Nouvelle polémique pour Balenciaga. Après les chaussures abîmées vendues des milliers d'euros, le défilé printemps-été 2023 dans la boue et la fin du partenariat de la maison avec Kanye West après ses sorties antisémites, cette fois-ci, la griffe parisienne a été épinglée pour des publicités qui ont choqué les internautes. En cause, une campagne pour les fêtes réalisée par Gabriele Galimberti, dévoilée en novembre 2022, où apparaissaient des enfants photographiés sur leur lit ou sur le canapé du salon. Vêtus comme des adultes de Balenciaga des pieds à la tête, ils tenaient dans leurs mains des doudous sanglés dans des harnais reprenant, selon certains observateurs, l'esthétique BDSM

Des clichés qui promouvaient, pour les internautes, la pédophilie, et s'inscrivaient dans une longue habitude de la mode à placer les enfants dans des situations inconvenantes à des fins publicitaires ou artistiques. Mais cela n'a pas été la seule raison de la colère des consommateurs, qui ont appelé au boycott de la marque lorsqu'ils ne publiaient pas des vidéos d'eux en train de brûler leurs vêtements siglés Balenciaga sur les réseaux sociaux. Une deuxième campagne de la griffe, créée pour promouvoir la collaboration Adidas x Balenciaga a été mise en cause. Y figuraient, dans un décor de bureau où trônait Isabelle Huppert, égérie de la marque, des documents reprenant une décision de justice sur la promotion et la publicité de photographies pédopornographiques. Un autre cliché de l'actrice française dans un bureau en désordre, a dérangé.

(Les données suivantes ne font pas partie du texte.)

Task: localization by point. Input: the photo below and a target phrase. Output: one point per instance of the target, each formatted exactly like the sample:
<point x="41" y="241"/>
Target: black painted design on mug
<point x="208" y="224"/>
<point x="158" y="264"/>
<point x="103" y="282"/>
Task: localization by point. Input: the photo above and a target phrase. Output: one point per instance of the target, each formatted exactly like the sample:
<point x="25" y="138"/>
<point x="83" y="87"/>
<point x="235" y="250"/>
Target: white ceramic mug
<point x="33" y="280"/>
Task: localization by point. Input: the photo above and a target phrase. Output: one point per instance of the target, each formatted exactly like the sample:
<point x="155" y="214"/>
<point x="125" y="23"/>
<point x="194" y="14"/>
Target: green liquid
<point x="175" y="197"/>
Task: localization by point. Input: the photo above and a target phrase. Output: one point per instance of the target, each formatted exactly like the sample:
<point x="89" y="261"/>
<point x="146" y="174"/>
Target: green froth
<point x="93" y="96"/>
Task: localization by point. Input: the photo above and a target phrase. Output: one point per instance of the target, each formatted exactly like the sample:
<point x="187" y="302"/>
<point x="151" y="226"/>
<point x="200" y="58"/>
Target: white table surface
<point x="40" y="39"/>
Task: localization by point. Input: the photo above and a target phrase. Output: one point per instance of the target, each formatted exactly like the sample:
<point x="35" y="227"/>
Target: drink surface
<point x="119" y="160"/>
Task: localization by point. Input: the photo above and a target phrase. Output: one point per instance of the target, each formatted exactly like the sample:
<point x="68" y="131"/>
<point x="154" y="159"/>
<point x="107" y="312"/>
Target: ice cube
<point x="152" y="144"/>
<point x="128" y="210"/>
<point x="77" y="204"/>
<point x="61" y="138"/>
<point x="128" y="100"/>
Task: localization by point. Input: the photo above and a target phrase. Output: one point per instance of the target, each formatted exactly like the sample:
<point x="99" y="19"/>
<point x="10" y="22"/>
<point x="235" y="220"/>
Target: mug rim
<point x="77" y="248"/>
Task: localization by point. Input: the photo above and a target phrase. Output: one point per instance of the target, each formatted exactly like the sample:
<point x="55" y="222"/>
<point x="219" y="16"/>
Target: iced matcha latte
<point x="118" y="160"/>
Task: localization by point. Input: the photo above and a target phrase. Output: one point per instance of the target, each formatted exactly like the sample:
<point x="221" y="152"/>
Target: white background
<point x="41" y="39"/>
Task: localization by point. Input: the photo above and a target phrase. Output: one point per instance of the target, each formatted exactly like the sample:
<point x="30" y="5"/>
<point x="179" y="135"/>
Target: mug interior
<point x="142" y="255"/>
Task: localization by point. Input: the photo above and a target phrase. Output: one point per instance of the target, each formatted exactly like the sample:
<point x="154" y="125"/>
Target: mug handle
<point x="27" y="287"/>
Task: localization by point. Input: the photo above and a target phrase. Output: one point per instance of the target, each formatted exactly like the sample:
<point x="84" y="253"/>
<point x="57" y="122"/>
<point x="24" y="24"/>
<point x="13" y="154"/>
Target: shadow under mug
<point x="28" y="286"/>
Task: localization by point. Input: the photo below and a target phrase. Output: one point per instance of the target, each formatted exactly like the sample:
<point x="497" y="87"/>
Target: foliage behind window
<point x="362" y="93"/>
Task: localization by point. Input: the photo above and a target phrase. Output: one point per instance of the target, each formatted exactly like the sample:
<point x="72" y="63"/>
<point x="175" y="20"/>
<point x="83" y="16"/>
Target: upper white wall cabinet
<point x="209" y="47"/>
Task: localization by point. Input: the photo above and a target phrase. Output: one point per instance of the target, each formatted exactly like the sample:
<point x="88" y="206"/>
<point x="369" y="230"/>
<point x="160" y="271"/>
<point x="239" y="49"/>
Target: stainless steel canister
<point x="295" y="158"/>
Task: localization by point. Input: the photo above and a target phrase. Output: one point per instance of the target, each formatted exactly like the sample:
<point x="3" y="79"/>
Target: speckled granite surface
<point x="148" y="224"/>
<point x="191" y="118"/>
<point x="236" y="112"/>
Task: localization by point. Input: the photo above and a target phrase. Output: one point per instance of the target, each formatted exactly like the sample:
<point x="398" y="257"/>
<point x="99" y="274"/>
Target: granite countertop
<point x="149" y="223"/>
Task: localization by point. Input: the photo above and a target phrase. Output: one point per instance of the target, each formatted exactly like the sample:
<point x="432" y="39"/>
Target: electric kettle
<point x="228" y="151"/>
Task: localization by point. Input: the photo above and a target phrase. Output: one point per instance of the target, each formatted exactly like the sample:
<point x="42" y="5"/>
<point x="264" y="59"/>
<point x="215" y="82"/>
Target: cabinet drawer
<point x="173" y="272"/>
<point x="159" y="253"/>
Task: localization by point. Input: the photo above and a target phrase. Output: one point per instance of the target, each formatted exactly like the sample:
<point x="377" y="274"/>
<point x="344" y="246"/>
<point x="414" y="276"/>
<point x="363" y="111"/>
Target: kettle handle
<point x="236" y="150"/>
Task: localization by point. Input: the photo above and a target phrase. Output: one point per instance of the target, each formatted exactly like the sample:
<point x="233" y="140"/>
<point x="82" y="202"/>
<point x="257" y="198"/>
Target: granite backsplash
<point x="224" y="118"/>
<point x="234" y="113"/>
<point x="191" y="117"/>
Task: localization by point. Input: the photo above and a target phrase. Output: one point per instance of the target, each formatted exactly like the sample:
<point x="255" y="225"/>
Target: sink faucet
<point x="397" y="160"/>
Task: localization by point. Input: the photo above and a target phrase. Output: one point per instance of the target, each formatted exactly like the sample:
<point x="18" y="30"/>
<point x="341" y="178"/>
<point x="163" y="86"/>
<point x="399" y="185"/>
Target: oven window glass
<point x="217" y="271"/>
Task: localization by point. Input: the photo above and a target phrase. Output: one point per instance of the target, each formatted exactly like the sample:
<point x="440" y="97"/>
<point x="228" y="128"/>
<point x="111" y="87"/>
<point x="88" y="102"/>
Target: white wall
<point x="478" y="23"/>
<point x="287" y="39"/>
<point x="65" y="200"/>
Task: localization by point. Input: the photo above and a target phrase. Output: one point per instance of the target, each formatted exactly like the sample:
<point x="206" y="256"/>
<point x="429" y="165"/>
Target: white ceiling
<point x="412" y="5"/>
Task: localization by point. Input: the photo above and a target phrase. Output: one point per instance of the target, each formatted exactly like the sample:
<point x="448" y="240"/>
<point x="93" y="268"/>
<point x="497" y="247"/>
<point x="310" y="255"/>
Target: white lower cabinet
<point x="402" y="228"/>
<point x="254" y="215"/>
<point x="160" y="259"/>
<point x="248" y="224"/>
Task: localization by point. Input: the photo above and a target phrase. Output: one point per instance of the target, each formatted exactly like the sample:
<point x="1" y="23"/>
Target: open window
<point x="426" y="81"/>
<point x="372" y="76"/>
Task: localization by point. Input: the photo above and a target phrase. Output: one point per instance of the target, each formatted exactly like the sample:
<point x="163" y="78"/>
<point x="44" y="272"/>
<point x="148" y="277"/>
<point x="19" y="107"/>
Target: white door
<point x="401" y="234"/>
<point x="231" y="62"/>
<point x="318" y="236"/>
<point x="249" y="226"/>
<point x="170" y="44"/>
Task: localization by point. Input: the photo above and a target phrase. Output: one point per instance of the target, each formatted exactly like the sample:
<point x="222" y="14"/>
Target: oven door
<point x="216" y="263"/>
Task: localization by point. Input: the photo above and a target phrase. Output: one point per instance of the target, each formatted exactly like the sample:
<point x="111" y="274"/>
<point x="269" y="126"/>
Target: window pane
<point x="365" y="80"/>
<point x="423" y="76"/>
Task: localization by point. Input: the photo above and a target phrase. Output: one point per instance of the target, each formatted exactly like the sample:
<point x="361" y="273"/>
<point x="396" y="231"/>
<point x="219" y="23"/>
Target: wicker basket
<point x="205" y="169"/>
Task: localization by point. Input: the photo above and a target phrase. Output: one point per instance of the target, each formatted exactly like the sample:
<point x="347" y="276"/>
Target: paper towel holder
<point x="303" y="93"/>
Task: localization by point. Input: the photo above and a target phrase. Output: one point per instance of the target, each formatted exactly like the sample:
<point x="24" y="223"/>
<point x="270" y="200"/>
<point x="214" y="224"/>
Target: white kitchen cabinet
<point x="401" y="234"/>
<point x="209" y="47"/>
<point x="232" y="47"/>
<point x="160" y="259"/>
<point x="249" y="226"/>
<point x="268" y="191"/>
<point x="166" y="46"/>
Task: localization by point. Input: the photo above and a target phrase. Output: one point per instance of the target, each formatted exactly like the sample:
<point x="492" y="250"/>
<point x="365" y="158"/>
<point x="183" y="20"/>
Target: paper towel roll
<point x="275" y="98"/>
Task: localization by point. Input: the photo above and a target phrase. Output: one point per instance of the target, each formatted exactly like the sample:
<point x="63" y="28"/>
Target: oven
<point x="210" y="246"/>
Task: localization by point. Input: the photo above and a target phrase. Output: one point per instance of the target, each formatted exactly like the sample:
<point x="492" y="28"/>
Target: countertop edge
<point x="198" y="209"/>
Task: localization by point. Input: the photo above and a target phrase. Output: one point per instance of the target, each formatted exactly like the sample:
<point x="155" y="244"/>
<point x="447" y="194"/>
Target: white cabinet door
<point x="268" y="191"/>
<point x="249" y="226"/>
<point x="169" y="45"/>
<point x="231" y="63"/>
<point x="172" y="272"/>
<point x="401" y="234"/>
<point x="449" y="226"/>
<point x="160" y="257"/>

Outre la comédienne et ses vêtements Balenciaga, on distinguait en fond un livre de Michaël Borremans, un photographe connu pour immortaliser "des enfants nus et des adultes en train de commettre des actes de violences, dont du canibalisme", dixit le compte Instagram @dietprada.  

Face au tollé provoqué par ces deux campagnes, que certains ont estimé liées, Balenciaga a présenté ses excuses : "Nous condamnons fermement les abus sur les enfants; cela n'a jamais été notre intention d'inclure ceci dans notre narration. Les deux campagnes publicitaires en question sont distinctes et reflètent une série de graves erreurs pour lesquelles Balenciaga prend ses responsabilités". La marque a affirmé dans son communiqué de presse diffusé sur Instagram, qu'elle était seule responsable des publicités où apparaissaient les enfants, mais a déclaré que les clichés pour la collection Adidas x Balenciaga n'étaient pas censés inclure les fameux documents polémiques, seulement de "faux documents de travail". Balenciaga, qui assure réviser son organisation et ses process internes, a également porté plainte contre Nicholas Des Jardins, le set designer et North Six, la société de production de la campagne Adidas x Balenciaga, réclamant 25 millions de dollars, avant de se rétracter et d'abandonner les charges. De son côté, Kim Kardashian, l'entrepreneure et égérie de la marque a réagi dans une série de tweets postés le 28 novembre 2022 : "J'ai été silencieuse ces derniers jours, pas parce que je n'ai pas été dégoutée et outrée par les récentes campagnes Balenciaga, mais parce que je voulais avoir l'opportunité de discuter avec leurs équipes pour comprendre par moi-même comment cela a pu arriver (...) Je suis en train de réévaluer ma relation avec la marque, basée sur leur envie de prendre leurs responsabilités pour quelque chose qui n'aurait jamais dû arriver, pour commencer, et les actions que j'espère les voir mener pour protéger les enfants".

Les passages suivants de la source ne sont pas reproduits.